11 mars 2007

Erreur

J'ai déjeuné hier avec une nouvelle arrivante de cette année, épouse d'un collègue. Excellent repas, mauvaise conversation. Je lui ai parlé de ma soeur et il s'est passé ce qui se passe souvent quand j'en parle : cette jeune femme a pris, si je puis dire, parti pour ma soeur. Elle m'a renvoyé, avec pertinence, à mes propres questionnements et m'a dit en fait que je pensais avant tout à moi, ce qui est exact. Penser à ma soeur me fait du mal en ce moment et je ne veux pas me faire du mal.
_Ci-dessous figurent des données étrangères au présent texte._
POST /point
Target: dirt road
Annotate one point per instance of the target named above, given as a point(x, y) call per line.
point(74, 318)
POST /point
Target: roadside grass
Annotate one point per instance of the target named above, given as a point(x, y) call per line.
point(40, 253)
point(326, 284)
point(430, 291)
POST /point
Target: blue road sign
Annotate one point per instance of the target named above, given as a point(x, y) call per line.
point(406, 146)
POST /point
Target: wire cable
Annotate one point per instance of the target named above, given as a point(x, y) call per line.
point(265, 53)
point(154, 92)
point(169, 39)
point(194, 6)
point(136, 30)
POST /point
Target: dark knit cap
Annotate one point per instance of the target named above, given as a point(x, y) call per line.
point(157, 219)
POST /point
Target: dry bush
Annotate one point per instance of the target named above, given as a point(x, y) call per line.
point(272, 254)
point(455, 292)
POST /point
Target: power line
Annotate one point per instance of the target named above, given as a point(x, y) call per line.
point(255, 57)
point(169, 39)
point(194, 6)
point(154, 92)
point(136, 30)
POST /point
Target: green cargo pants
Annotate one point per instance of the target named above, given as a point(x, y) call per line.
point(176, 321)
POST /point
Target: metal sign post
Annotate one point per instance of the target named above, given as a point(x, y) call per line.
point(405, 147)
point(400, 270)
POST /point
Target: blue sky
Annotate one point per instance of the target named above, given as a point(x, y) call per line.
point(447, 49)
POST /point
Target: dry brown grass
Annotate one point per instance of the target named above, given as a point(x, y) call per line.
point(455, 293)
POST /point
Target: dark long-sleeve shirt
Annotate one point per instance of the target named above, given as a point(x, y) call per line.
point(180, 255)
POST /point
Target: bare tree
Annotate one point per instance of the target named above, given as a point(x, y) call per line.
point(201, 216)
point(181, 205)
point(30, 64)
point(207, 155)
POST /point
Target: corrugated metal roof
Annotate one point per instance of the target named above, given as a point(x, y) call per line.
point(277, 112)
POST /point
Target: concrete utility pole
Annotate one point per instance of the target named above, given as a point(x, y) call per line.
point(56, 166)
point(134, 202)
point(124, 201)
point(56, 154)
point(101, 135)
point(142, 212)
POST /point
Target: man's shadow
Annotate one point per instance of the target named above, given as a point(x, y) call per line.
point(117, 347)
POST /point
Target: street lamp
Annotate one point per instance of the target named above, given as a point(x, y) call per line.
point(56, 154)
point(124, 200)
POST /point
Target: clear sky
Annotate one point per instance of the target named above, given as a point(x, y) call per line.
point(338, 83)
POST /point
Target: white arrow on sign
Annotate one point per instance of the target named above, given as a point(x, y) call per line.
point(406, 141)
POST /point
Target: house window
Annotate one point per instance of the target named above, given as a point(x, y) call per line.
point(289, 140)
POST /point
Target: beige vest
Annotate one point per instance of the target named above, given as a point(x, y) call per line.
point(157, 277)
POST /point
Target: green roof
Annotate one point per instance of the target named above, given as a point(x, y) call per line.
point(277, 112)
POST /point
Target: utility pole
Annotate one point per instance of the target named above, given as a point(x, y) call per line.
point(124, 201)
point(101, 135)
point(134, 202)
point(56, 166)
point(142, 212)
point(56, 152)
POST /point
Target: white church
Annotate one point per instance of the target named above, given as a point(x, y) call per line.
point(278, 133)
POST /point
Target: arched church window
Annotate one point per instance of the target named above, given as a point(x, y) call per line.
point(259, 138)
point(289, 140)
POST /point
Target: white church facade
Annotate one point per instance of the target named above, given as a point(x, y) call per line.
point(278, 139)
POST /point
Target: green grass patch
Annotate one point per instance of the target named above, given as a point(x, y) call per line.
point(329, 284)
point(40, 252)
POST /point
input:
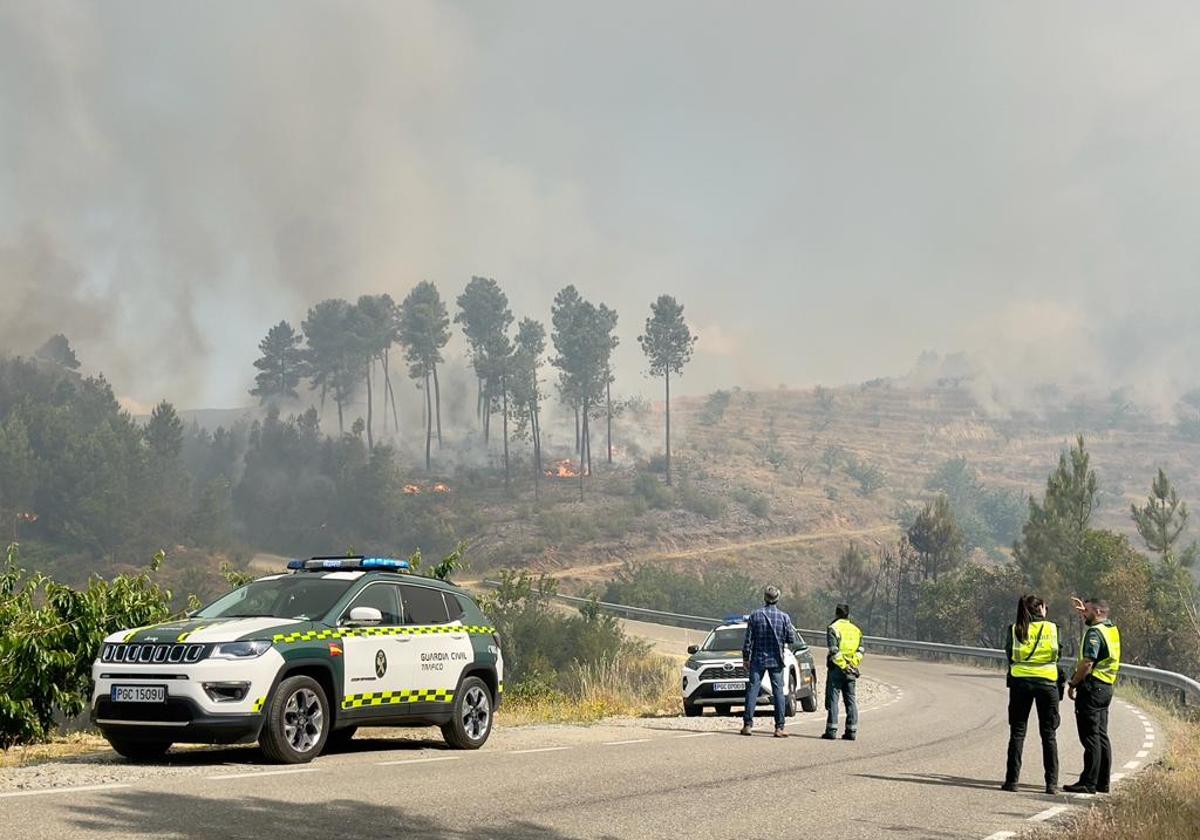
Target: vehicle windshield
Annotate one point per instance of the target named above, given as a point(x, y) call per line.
point(725, 639)
point(299, 597)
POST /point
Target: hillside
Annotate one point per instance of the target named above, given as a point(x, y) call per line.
point(796, 455)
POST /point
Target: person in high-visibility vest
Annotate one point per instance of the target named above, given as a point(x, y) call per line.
point(1091, 688)
point(1033, 648)
point(845, 643)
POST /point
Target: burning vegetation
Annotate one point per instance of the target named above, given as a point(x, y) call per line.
point(562, 469)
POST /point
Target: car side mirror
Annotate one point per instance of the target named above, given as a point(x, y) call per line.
point(365, 616)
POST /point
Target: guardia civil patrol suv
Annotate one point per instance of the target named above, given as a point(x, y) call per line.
point(301, 660)
point(713, 675)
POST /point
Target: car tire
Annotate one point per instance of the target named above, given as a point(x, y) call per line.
point(298, 723)
point(138, 749)
point(472, 721)
point(340, 739)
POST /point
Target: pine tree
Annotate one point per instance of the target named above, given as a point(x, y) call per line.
point(1163, 519)
point(667, 343)
point(281, 366)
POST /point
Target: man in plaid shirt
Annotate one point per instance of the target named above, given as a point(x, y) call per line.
point(767, 631)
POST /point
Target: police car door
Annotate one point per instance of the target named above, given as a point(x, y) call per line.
point(373, 654)
point(442, 648)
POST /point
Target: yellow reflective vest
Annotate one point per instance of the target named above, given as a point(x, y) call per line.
point(1038, 654)
point(850, 645)
point(1105, 670)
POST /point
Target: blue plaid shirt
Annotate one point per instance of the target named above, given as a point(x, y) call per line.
point(767, 631)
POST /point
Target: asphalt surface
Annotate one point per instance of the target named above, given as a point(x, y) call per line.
point(928, 765)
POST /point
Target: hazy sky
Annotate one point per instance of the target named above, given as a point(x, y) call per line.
point(829, 189)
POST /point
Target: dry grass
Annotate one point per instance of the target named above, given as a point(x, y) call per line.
point(1159, 803)
point(639, 687)
point(63, 747)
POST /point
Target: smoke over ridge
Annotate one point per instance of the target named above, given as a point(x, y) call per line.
point(828, 192)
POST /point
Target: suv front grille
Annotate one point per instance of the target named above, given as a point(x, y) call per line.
point(153, 654)
point(721, 672)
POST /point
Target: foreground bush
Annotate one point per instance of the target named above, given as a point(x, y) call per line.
point(49, 635)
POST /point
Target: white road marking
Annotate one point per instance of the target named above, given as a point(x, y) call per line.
point(1049, 814)
point(263, 773)
point(415, 761)
point(45, 791)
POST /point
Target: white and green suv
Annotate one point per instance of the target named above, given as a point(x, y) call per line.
point(301, 660)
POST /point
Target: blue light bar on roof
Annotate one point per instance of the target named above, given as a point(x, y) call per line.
point(351, 563)
point(384, 563)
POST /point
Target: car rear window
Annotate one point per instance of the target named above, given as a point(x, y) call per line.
point(725, 639)
point(424, 605)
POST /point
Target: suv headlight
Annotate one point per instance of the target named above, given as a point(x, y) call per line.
point(240, 649)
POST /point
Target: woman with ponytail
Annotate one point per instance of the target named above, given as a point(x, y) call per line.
point(1033, 651)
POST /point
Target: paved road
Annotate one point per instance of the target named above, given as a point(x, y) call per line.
point(928, 766)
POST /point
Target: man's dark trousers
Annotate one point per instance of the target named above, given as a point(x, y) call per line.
point(1023, 695)
point(1092, 700)
point(777, 693)
point(837, 682)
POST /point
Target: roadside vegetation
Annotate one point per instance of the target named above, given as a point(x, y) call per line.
point(565, 665)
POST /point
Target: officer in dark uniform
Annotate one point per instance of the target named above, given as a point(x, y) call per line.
point(1091, 688)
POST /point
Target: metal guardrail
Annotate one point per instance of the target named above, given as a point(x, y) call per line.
point(1187, 689)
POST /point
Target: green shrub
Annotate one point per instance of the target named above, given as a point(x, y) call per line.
point(541, 643)
point(691, 498)
point(657, 495)
point(49, 635)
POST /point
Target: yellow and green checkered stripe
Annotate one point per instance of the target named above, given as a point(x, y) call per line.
point(359, 701)
point(352, 633)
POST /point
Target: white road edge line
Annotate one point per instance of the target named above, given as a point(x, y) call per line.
point(45, 791)
point(415, 761)
point(1049, 814)
point(263, 773)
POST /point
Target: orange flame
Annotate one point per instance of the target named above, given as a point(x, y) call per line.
point(562, 469)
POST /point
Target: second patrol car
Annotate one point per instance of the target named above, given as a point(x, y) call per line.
point(301, 660)
point(713, 675)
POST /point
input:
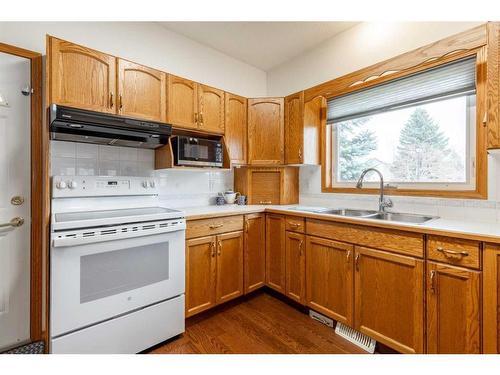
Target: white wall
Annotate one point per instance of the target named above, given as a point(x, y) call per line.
point(358, 47)
point(147, 43)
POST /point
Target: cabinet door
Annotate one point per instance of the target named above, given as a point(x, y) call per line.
point(275, 252)
point(453, 325)
point(295, 266)
point(294, 128)
point(141, 91)
point(255, 252)
point(229, 266)
point(265, 187)
point(389, 299)
point(211, 109)
point(266, 131)
point(81, 77)
point(200, 274)
point(329, 278)
point(236, 128)
point(182, 102)
point(491, 299)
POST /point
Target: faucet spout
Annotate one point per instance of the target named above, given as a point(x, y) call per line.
point(383, 203)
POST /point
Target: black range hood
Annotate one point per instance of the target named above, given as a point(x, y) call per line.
point(77, 125)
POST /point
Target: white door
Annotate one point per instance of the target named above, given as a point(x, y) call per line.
point(15, 172)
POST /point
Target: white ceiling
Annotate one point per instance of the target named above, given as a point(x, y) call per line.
point(264, 45)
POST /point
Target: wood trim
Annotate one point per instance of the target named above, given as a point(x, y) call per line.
point(39, 192)
point(481, 190)
point(410, 62)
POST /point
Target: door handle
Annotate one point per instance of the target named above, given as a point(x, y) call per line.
point(15, 222)
point(356, 261)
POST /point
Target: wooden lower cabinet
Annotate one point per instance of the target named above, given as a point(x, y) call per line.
point(453, 310)
point(275, 252)
point(201, 268)
point(389, 299)
point(295, 268)
point(329, 279)
point(255, 252)
point(491, 299)
point(229, 266)
point(214, 271)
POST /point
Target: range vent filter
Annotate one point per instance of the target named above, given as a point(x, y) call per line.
point(357, 338)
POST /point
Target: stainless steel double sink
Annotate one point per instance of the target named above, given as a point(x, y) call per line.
point(368, 214)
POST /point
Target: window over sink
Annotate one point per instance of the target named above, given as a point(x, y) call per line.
point(420, 130)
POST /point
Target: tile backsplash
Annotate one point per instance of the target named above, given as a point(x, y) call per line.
point(178, 188)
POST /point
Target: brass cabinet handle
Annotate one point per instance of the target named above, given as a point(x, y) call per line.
point(14, 222)
point(212, 246)
point(452, 252)
point(433, 277)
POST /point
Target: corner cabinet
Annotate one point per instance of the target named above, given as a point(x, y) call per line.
point(266, 131)
point(141, 91)
point(80, 77)
point(389, 298)
point(236, 128)
point(275, 252)
point(303, 124)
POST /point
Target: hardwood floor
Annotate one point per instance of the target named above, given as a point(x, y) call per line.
point(257, 324)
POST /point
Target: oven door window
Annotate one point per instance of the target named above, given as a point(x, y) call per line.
point(113, 272)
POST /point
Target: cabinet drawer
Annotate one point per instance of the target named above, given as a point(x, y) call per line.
point(208, 227)
point(379, 238)
point(454, 251)
point(295, 224)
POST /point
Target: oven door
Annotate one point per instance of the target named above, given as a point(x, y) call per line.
point(93, 282)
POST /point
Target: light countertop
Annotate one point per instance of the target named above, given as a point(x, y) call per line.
point(477, 230)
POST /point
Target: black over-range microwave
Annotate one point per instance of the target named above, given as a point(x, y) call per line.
point(199, 152)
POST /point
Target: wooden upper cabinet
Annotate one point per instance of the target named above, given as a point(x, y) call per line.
point(141, 91)
point(201, 263)
point(211, 109)
point(80, 77)
point(182, 102)
point(329, 278)
point(266, 131)
point(491, 299)
point(389, 299)
point(229, 266)
point(236, 128)
point(493, 85)
point(275, 252)
point(453, 310)
point(294, 128)
point(295, 266)
point(255, 252)
point(303, 124)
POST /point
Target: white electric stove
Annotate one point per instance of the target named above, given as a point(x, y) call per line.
point(117, 266)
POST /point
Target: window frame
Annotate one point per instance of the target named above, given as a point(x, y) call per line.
point(480, 188)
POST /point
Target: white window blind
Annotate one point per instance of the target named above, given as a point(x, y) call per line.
point(455, 78)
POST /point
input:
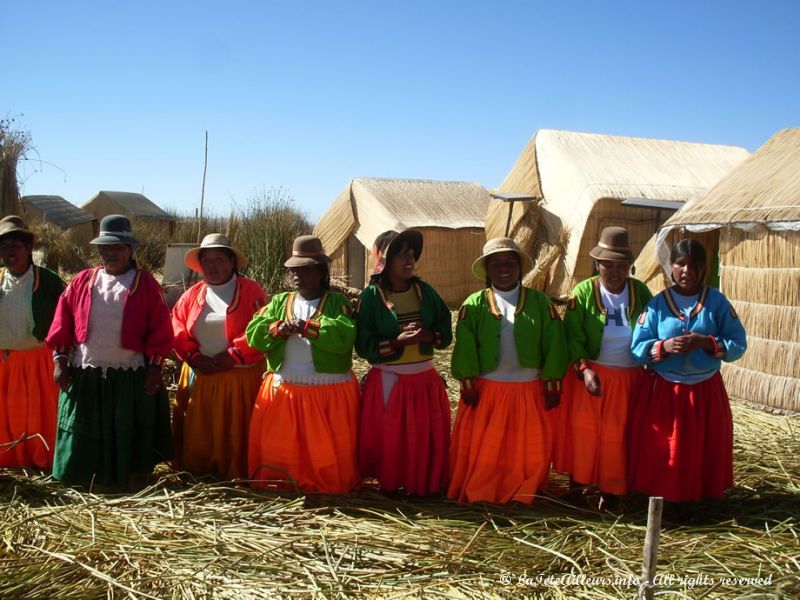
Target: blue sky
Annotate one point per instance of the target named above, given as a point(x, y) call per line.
point(304, 96)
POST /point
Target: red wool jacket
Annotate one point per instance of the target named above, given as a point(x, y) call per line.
point(247, 299)
point(146, 326)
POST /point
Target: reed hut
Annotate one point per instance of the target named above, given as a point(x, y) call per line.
point(78, 226)
point(583, 182)
point(136, 207)
point(751, 223)
point(450, 214)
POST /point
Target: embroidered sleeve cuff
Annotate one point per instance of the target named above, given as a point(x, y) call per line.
point(468, 383)
point(311, 329)
point(657, 352)
point(552, 386)
point(273, 330)
point(236, 355)
point(385, 348)
point(719, 347)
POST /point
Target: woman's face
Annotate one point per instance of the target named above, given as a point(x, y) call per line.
point(402, 265)
point(613, 274)
point(686, 274)
point(217, 265)
point(307, 281)
point(503, 270)
point(15, 255)
point(116, 258)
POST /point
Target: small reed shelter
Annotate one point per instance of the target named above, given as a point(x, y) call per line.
point(450, 215)
point(751, 222)
point(78, 226)
point(136, 207)
point(583, 182)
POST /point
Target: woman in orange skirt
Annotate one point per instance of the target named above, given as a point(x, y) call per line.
point(28, 395)
point(405, 419)
point(599, 322)
point(304, 424)
point(221, 374)
point(510, 356)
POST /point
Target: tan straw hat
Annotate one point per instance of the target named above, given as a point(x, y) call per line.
point(613, 245)
point(494, 246)
point(212, 240)
point(307, 250)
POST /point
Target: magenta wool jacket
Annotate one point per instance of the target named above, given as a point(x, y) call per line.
point(146, 324)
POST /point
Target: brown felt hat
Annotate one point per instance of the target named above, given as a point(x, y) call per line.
point(494, 246)
point(15, 224)
point(613, 245)
point(213, 240)
point(307, 250)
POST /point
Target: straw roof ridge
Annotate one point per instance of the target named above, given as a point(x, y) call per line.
point(139, 205)
point(57, 210)
point(764, 189)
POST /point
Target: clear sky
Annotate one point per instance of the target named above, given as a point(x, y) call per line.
point(305, 96)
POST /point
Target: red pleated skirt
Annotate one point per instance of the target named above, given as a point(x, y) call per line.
point(405, 445)
point(501, 447)
point(28, 409)
point(681, 440)
point(306, 432)
point(598, 454)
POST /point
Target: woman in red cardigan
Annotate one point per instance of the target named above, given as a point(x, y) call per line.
point(221, 374)
point(110, 333)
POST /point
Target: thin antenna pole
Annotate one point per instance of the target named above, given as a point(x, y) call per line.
point(203, 191)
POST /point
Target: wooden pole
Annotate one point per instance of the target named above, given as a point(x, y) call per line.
point(646, 589)
point(202, 191)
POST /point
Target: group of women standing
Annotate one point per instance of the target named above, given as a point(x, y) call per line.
point(267, 392)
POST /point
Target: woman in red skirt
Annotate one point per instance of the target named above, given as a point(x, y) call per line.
point(405, 418)
point(681, 444)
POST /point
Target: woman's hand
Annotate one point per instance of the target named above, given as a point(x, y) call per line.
point(591, 381)
point(203, 364)
point(61, 373)
point(152, 380)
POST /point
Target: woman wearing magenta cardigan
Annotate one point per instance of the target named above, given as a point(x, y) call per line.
point(110, 334)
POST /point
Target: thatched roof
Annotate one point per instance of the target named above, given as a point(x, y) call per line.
point(571, 172)
point(57, 210)
point(764, 189)
point(136, 205)
point(368, 206)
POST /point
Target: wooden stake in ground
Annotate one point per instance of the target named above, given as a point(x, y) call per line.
point(646, 588)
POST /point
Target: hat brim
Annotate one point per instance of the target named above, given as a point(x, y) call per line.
point(307, 261)
point(192, 258)
point(107, 239)
point(479, 266)
point(599, 253)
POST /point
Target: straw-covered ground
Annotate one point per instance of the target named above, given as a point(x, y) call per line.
point(186, 538)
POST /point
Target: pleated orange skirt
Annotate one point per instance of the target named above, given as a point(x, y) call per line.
point(597, 454)
point(307, 433)
point(500, 451)
point(28, 409)
point(405, 444)
point(681, 440)
point(211, 421)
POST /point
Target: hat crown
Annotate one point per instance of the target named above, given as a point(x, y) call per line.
point(215, 239)
point(500, 244)
point(307, 245)
point(115, 224)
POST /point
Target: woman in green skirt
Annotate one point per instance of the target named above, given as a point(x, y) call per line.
point(110, 334)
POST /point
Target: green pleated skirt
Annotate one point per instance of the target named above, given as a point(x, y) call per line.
point(109, 428)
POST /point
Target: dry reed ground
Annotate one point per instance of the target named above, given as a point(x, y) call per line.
point(187, 538)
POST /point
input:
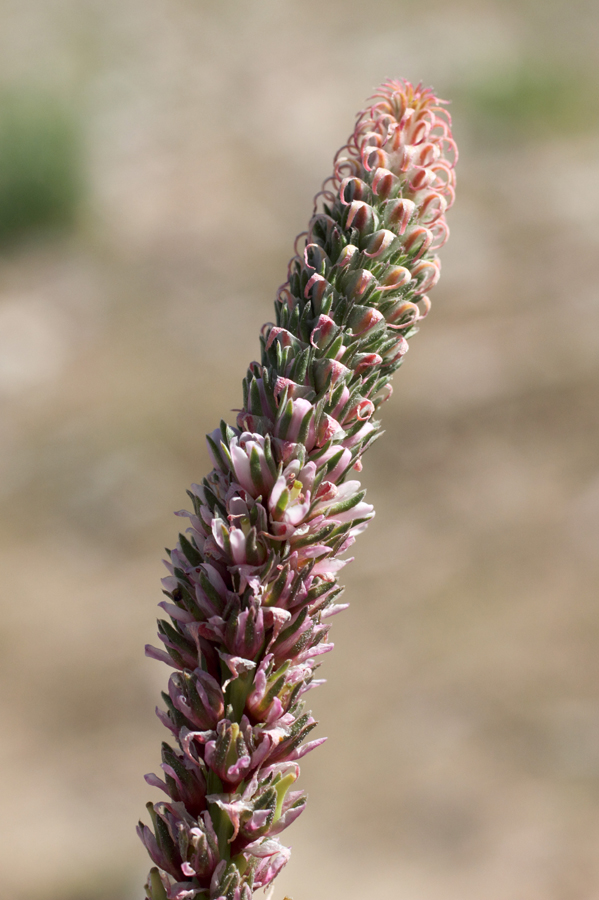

Elle a évoqué le fait que les malades mentaux sont en quelque sorte les réceptacles des problèmes des autres (ma soeur a récupéré les problèmes de toute la famille), et elle est exaspérée par le fait que les autres voudraient bien que les malades "rentrent dans le rang", se norment, en quelque sorte, pour leur propre bien-être - celui des "biens-portants" - et aux détriment d'eux-mêmes.
Cette analyse n'est pas fausse du tout. Elle correspond très bien à ma soeur. Des parents tarés, une famille bizarre, et c'est ma soeur qui a tout pris, moi, je gère, je ne dis pas que tout va bien mais je gère le truc.
Bref, quand je lui disais que j'aimerai bien que ma soeur aille bien, elle m'a dit que c'était ce que je voulais moi, pour moi, mais pas pour ma soeur. Que ma soeur vivait sa vie, après tout, tant bien que mal, et pourquoi aurait-elle du rentrer dans une norme, pour me faire plaisir, à moi, et à la famille?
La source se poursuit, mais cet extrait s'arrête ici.